Doubt on advantage calculation to update the policy on AWAC.

Hey, this code and the AWAC paper are awesome! thanks for sharing this library; I've been reading some of it lately trying to understand and apply the AWAC paper:)

However, I had a doubt about on how the Q(s,a) term of the advantage function is implemented in the library: https://github.com/rail-berkeley/rlkit/blob/c81509d982b4d52a6239e7bfe7d2540e3d3cd986/rlkit/torch/sac/awac_trainer.py#L554 Where q1_pred and q2_pred are both directly calculated using the learned Q1 and Q2 functions.

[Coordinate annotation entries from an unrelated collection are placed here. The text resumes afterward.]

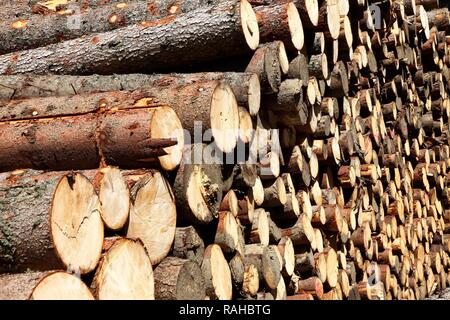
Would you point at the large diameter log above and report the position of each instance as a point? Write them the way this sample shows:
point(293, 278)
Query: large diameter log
point(125, 273)
point(18, 286)
point(217, 274)
point(153, 215)
point(198, 186)
point(42, 30)
point(52, 133)
point(61, 286)
point(47, 221)
point(308, 9)
point(269, 62)
point(280, 22)
point(245, 86)
point(226, 29)
point(179, 279)
point(47, 285)
point(194, 99)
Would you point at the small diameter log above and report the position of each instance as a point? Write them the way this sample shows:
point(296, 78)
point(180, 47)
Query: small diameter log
point(287, 106)
point(188, 244)
point(312, 286)
point(268, 62)
point(217, 274)
point(302, 232)
point(259, 232)
point(275, 194)
point(108, 52)
point(286, 249)
point(298, 68)
point(178, 279)
point(115, 198)
point(280, 22)
point(197, 186)
point(318, 66)
point(153, 215)
point(329, 21)
point(237, 269)
point(125, 273)
point(227, 233)
point(250, 284)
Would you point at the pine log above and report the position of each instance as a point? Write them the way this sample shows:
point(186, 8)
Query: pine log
point(75, 21)
point(197, 186)
point(94, 130)
point(226, 29)
point(37, 233)
point(280, 22)
point(125, 273)
point(245, 86)
point(188, 244)
point(153, 215)
point(217, 274)
point(178, 279)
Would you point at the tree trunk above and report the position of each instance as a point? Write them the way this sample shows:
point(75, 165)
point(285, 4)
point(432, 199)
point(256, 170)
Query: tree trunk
point(153, 215)
point(245, 86)
point(179, 279)
point(76, 21)
point(198, 186)
point(49, 133)
point(35, 231)
point(217, 274)
point(125, 273)
point(178, 40)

I was wondering about this since, as I understand, the code is using Q(s,a) directly instead of the 1-step returns: r(s,a) + Q(s', a') to compute the Q(s,a) term in the advantage function. It seems to me that there's already have the 1-step returns estimate computed under the variable q_target: https://github.com/rail-berkeley/rlkit/blob/c81509d982b4d52a6239e7bfe7d2540e3d3cd986/rlkit/torch/sac/awac_trainer.py#L496

Is there any reason for the use of Q(s,a) directly obtained from doing min(Q1(s,a), Q2(s,a)) functions instead of the 1-step returns as r(s,a) + min(Q1(s',a'), Q2(s', a')); couldn't that introduce more bias to the estimate of the returns?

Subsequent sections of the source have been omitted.